Now the company is rolling out the next wave of innovative products such as Lysol ReadyBrush, Vanish Oxy Gel and Vanish Oxy Carpet (under the Resolve brand in the U.S.).
In the autodish category, Reckitt Benckiser rolled out Electrosol with Jet Dry Action and is expanding the brand with a new green apple fragrance.
S.C. Johnson, however, continues to expand the Orange cleaner segment with the recent launch of Scrubbing Bubbles Soap Scum Remover with Orange Action. Also new from S.C.J. is Grab-it Vinegar Wet Floor Wipes to quickly clean floors.
Sara Lee too, is focused on new products. In fact, chairman Steve McMillan recently told analysts that the company is focusing R&D efforts on its Ambi Pur air care brand in an effort to build a $500 million franchise during the next few years.
As the marketplace heats up with more products and more competitors, the Consumer Specialty Product Association (CSPA), through its Product Care program, has helped the chemical specialties industry polish its image with regulators and consumers. Product Care provides a framework for companies to identify and commit to stewardship principles, share ideas and information and benchmark better performance. Participating companies pledge to voluntarily develop management principles for areas in a product’s lifecycle from development through product use and disposal.
Product Care recently welcomed its 64th member (Scott’s Liquid Gold) and CSPA executives said companies that join Product Care now can put the Product Care logo on their labels with the blessing of the Consumer Product Safety Commission. Logo or not, Product Care can help a good company get even better, according to CSPA.
“Whether companies are large or small, the Product Care program puts them all on the same playing field regarding what they can do to ensure product stewardship,” noted Chris Cathcart, president of CSPA. “It (Product Care) provides a good set of metrics for self-assessment and enables a company to create a pathway for continuous improvement.”

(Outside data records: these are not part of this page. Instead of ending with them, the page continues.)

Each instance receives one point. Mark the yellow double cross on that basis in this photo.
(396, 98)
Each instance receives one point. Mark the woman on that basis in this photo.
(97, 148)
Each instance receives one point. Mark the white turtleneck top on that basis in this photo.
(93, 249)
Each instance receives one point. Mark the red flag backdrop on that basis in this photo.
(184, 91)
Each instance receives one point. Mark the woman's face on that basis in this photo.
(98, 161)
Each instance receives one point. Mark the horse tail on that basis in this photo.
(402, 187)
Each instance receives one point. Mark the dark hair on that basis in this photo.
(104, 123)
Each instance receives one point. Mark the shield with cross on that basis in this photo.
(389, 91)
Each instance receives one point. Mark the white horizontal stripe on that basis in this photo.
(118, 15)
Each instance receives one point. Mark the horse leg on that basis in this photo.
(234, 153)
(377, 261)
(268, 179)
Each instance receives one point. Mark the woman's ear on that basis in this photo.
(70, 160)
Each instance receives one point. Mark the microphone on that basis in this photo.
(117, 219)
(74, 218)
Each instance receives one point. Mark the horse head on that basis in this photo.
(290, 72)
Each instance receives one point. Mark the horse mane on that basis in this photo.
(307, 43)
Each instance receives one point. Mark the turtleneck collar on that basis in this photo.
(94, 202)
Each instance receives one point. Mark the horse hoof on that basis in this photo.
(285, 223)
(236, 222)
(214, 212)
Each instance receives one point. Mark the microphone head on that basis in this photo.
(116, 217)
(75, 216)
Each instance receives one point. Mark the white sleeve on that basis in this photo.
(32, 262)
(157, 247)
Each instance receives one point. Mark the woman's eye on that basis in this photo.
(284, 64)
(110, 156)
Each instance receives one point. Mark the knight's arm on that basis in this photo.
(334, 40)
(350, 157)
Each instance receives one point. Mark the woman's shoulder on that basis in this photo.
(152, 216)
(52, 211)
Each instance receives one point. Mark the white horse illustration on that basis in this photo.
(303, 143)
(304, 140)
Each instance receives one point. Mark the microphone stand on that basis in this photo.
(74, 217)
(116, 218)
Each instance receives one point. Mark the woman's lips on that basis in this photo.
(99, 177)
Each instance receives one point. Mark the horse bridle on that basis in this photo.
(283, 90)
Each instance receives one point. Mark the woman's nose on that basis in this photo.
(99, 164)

For more information about the program, visit the Product Care website, www.productcare.com.
Product Care is just one of many programs and services available to CSPA member companies. According to Mr. Cathcart, CSPA fosters information exchange between companies and champions the industry’s position to regulators, reporters and consumers. The association’s activities have struck the right chord with consumer product companies—CSPA membership rose in 2003 and now boasts 240 member companies, its highest level since 2000.
“CSPA is growing at a time when membership in similar organizations is flat or declining,” asserted Mr. Cathcart. “We have a reputation of making things happen and getting things done.”
As evidence of this, he pointed to CSPA’s work in getting the Pesticide Registration Improvement Act of 2003 passed. Thanks to the association’s efforts, the Act transforms how EPA regulates antimicrobials and other non-agricultural pesticides.
“It was an extraordinary feat and CSPA played an important role in bringing the coalition together,” said Mr. Cathcart.
Going forward, coalition-building will be a key component of a successful trade association, according to Mr. Cathcart. He pointed out that the CSPA, with its seven different divisions (aerosol, pesticide, cleaning products, polishes and floor care, air care, antimicrobial, and industrial and automotive), is well-positioned to form effective coalitions with a range of associations. Companies eager to learn more about CSPA and its Product Care program, should attend the association’s mid-year meeting later this month in Chicago (see box, p. 66).
With a stronger CSPA behind it, a full pipeline of products to work with and costs under control, chemical specialty manufacturers insist that they have positioned themselves for excellent long-term growth.